Read your third post again and ask yourself how you would feel if it was written by someone else aimed at you. Then consider the number of hours that Ed devotes to helping others for nothing but the occasional thank you.
Ed - keep up the good work
I worked in a similar position to you all for many years and had a "colleague" very similar to Ed there.
Very knowledgeable and always logged on and answering questsions but also very short with everyone and often treated people as if they were complete idiots just because they weren't as smart as he was in the way of HTML.
He treated the rest of the mod team just fine because he saw us as peers, but he also made our job more painful because we would often have to quell feuds between members and him. Reading Ed's posts reminds me so much of him.
Read Ed's post again......dont you think he could have made it much clearer what, exactly, he was needing from me? Sure he could have. Why didn't he? I'll let you answer that for yourself. I actually "read the rules" (again) to make sure before I "flew off the handle" and had no idea what he was going on about.
Anyhow....@ Chris....what I would have been willing to upload to a webpage was what I pasted here in <code> view. Not worth risking my job over trying to make pages fully CSS compliant in an environment where all we use is MS IE anyhow But I do like to try as much as possible, which is why I'm here.
Ed Seedhouse wrote:putts
putts wrote:
3. Provide sight of the code you are using pasted within <code> tags.
Done.
Actually, that's not the rule. The rule is we need to see all your code, both html and CSS. And you did not do that in the message I replied to. The rules are there to help you get the help you want.

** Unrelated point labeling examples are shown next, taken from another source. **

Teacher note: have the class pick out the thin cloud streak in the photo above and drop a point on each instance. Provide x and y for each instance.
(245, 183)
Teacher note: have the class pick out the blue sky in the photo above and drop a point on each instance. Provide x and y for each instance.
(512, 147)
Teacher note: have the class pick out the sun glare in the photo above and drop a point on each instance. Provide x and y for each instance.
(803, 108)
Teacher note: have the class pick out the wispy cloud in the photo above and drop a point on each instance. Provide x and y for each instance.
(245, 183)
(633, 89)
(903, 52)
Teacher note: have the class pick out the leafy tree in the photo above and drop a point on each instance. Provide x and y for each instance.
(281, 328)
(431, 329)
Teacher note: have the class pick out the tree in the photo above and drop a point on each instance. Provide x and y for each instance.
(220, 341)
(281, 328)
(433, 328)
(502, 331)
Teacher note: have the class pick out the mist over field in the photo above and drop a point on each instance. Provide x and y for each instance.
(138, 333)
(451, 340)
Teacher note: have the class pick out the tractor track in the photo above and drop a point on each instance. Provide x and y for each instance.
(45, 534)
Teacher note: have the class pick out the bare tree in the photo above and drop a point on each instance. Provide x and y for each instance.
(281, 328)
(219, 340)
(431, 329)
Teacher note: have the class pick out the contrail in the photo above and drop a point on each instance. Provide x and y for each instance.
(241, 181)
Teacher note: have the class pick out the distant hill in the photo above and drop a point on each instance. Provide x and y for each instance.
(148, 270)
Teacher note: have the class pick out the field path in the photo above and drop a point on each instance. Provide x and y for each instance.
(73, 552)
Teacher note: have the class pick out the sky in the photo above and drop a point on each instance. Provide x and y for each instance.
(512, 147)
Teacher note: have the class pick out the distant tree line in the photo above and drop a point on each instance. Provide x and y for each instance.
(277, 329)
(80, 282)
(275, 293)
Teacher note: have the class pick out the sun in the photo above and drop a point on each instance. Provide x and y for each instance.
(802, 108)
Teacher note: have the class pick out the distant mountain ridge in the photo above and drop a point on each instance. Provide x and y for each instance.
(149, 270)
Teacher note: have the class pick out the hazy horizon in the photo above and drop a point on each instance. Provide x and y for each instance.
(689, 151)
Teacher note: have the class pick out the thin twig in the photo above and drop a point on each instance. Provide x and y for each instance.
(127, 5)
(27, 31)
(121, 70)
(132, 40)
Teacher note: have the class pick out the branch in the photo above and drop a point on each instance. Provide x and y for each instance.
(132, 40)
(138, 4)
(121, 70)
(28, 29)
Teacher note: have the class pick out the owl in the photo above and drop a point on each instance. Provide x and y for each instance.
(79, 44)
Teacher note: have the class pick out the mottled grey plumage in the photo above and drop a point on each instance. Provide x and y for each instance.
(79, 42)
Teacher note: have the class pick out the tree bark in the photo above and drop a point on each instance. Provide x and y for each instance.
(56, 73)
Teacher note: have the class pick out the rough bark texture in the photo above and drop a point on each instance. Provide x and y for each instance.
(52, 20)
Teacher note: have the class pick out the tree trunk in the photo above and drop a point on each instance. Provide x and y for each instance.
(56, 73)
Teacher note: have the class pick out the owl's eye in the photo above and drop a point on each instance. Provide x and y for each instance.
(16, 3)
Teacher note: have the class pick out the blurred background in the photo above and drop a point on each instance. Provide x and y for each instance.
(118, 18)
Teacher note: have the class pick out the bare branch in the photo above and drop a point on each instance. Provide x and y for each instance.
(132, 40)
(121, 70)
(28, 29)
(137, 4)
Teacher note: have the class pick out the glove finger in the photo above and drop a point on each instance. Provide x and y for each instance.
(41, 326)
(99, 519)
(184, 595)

Since you are asking for free help here, don't you think it would be a good idea to make our helping you as easy as possible?
What was in my reply was copied/pasted from the rules.
If you want to see more than that, then an edit to the rules stating would be more helpful.
Thank you for clearing up what you feel I was doing wrong.
Apologies, I'm in the
Apologies, I'm in the process of editing the stickies to make them a bit clearer and more unified.
putts wrote: I worked in a
I worked in a similar position to you all for many years and had a "colleague" very similar to Ed there.
You apparently had a colleague who was very similar to what you have concluded I am like on the basis of a single message!
Very knowledgeable
Well that lets me out right there. Most of the gurus on this system know far, far more than I do, and in comparison to them I only know a little. But I do know how to read fairly well.
and always logged on and answering questsions but also very short with everyone and often treated people as if they were complete idiots just because they weren't as smart as he was in the way of HTML.
And yet I have somehow managed to get elected by acclamation several times as President of the local Union. These Library folks must be rather odd...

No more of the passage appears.